Building Your Safety Net

Restlessness and complacency are twin rivals of the human psyche. Carl Jung  

We are complicated individuals with dualities striving for fulfillment.  Here are some thoughts on being whole, complete, real, united and living/walking in congruency with our true self. 

Accept who you are now and grow into whom you want to become. Give up the fairy tail world of “Someday I’ll…” Wishing and dreaming are not enough. Such irrational thinking sees self as whole and complete. It takes out the temptations and struggles of today’s reality. Get in touch with your humanness, accept help and guidance and develop your latent strengths.

Monitor your growth. Set a benchmark to focus on and keep track of day-to-day progress. For example, studies show that weight loss is twice as effective for those who record their food intake as those who do not. Monitored activity or thoughts makes reality more visible, whereas non-measured activity lends to error.

Give up trying (low energy) and go with doing (high energy). Look at how far you have come “since when” and embrace where you are now. Trying embraces struggle whereas doing releases ideas, energy and results.  Success in small increments ups the ante to keep on keeping on. 

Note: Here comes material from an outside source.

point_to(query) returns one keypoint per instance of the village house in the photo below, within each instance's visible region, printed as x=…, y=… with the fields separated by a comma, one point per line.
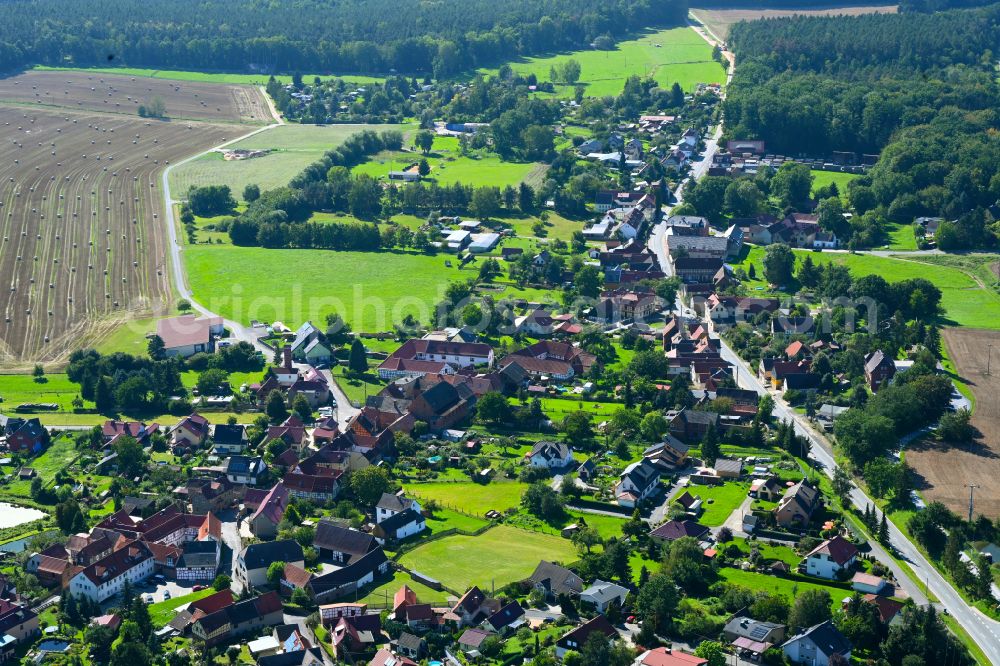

Change your playground and your playmates.  The body is a remarkable instrument that wants to heal itself.  The cells in the body have only two positions: closed for protection and open for growth.  Glucose is a willpower enforcer that is released into the blood stream in nurturing environments. Glucose “willpower” is constricted in hostile, not-good-for-you settings.  Consider who is good for you and hang around them. Get honest with who/what is not good for you and limit exposure.

Change is invigorating to soul, mind, body and spirit. Like most things, habits are both good and not so good.  The habit that propels you to brush your teeth is great, not so much the one that unthinkingly reaches for the cigarettes. When surroundings are the same, so too are ingrained habits. A slight change in your environment can cause you to re-think.  Replace junk food with fruits and vegetables. Put interesting reading material on top of the TV remote. Keep dumbbells in an accessible spot for impromptu strength training.  Every time you chose a positive move, consciously tell yourself you are brain-training your mind.

Believe it and see it.  Everything is created twice, first in the mind and then in reality. Athletes who visualize overcoming an obstacle win hands down over the also-rans who tried to do their best. Anticipate challenges and see yourself succeeding anyway. Practice graciously yet boldly saying “No, thank you” to those tempting offers that are sure to come.

There is strength in numbers. Align yourself with people who embody the character qualities you want to develop. Get involved with wholesome groups like church, sports and mentors.  Hang around those who encourage you, support you and cheer you on.

Be kind and patient. Beating yourself up serves no worthwhile purpose whereas self-compassion - especially in light of setbacks - leads to self-control and a do-over motivation. Refuse to indulge in the vicious cycle of error, guilt, condemnation and greater error. Self-forgiveness sets you up to focus on what you really want,  who you really are and whom you really can become. 

Watch your self-talk directed at others. Judging, condemning and criticizing others turns them into your enemy whether they are or not.  We need community. The person you judge as self-righteous may be dealing with his own demons in a different manner than you. Just maybe what you see as nagging is a mishandled way of encouragement. Suppose they (mom, mate, co-worker, authority) see the real possibilities within you and - out of frustration -tries to force you into being you. With the reciprocity of life such as it is your extending compassion to him comes back to you.

Don't Cope. Overcome. Walking a high wire needs a safety net.  So does life.  The good news is that with a self-balancer in hand, it requires less and less effort to stay aright. A setback does not mean failure. What counts is how you recover. Get up, dust yourself off and get right back on track.  It’s worth it.